An idea whose time has come
The delay by the government in presenting the FATA Reforms Bill in the National Assembly (NA) inexplicably at the last minute and sans explanation has evoked a series of walkouts by the combined opposition in protest. The only explanation for this delay doing the rounds is the desire to get its two allies, the JUI-F of Maulana Fazlur Rehman and the Pakhtunkhwa Milli Awami Party of Mehmood Khan Achakzai on board. Both have opposed the merger of FATA with Khyber Pakhtunkhwa (KP), ostensibly on the basis that the tribal people’s will be ascertained, but critics say because they have a vested interest in maintaining a separate identity for FATA so as not to lose their hold on the tribal areas. A recent meeting amongst Prime Minister Shahid Khaqan Abbasi, COAS General Qamar Javed Bajwa and the Maulana failed to achieve agreement on the issue.
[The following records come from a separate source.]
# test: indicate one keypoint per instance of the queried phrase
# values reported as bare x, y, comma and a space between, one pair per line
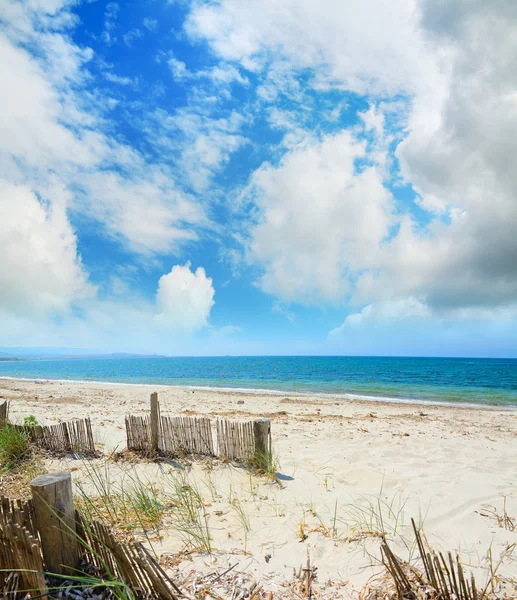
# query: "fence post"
155, 422
261, 438
55, 519
4, 412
Critics have pressed the government not to continue appeasing its allies and to implement the long overdue mainstreaming of FATA. Delay can also open the door for Afghanistan to resurrect its past irredentist claims on the tribal regions, which acceded to Pakistan in 1947. An example of this is the suggestion the other day by the Afghan Consul General in Peshawar to hold a referendum on the issue in FATA. That may open the Pandora’s box of Afghan opposition to the Durand Line as the international border once again. For all these reasons and the overriding argument that this is an idea whose time has finally come (70 years after independence, it is good to remind ourselves), the government needs to fulfil this historic duty and task as soon as possible. In the light of the above, therefore, it is heartening to see reports that the high-powered National Implementation Committee (NIC) on FATA reforms has endorsed the merger. All that remains is for the government to announce the measure, something it seems to be avoiding or perhaps procrastinating over while it continues efforts to persuade its recalcitrant allies named above. Chaired by the prime minister, the NIC met last week and also decided that FATA would elect 23 members to the KP Assembly in the general elections in 2018. Further, the NIC decided to do away with the controversial sections of the Frontier Crimes Regulations (FCR) immediately while allowing the rest of the FCR to continue for the moment as a supplementary dispute and conflict resolution mechanism with a sunset clause to repeal it in its entirety once a proper judicial system is in place in FATA.
While all this is going on, the KP government and 11th Corps Peshawar have reportedly gone ahead with finalising an implementation plan for the merger, complete with phasing of the required steps and the resources required for the same, which of course will only become available once the federal government stops dragging its feet in exaggerated deference to its spoiler allies. Another issue is the proposal to allocate three percent of the National Finance Commission (NFC) Award for the next 10 years for the uplift and development needs of FATA. Although consensus is wanting so far on this since the provinces and the Centre will have to forego this amount, the prime minister after chairing an earlier meeting of the NIC in October 2017 had directed the Finance Minister to seek endorsement of the proposal from the NFC.
No one thought the long-standing aspiration to bring FATA out of the colonial-era construct imposed by the British to safeguard their northwestern frontier would be quick, easy, or painless. The government seems to be planning for it wisely without ignoring the difficulties or the need to proceed step by step. The only complaint is that it seems so far to be held hostage on the issue by its two allies, a situation that flies in the face of a historic repeal of the colonial past and opening the door for the people of FATA incrementally to enjoy the same rights and privileges as any other citizen of the state.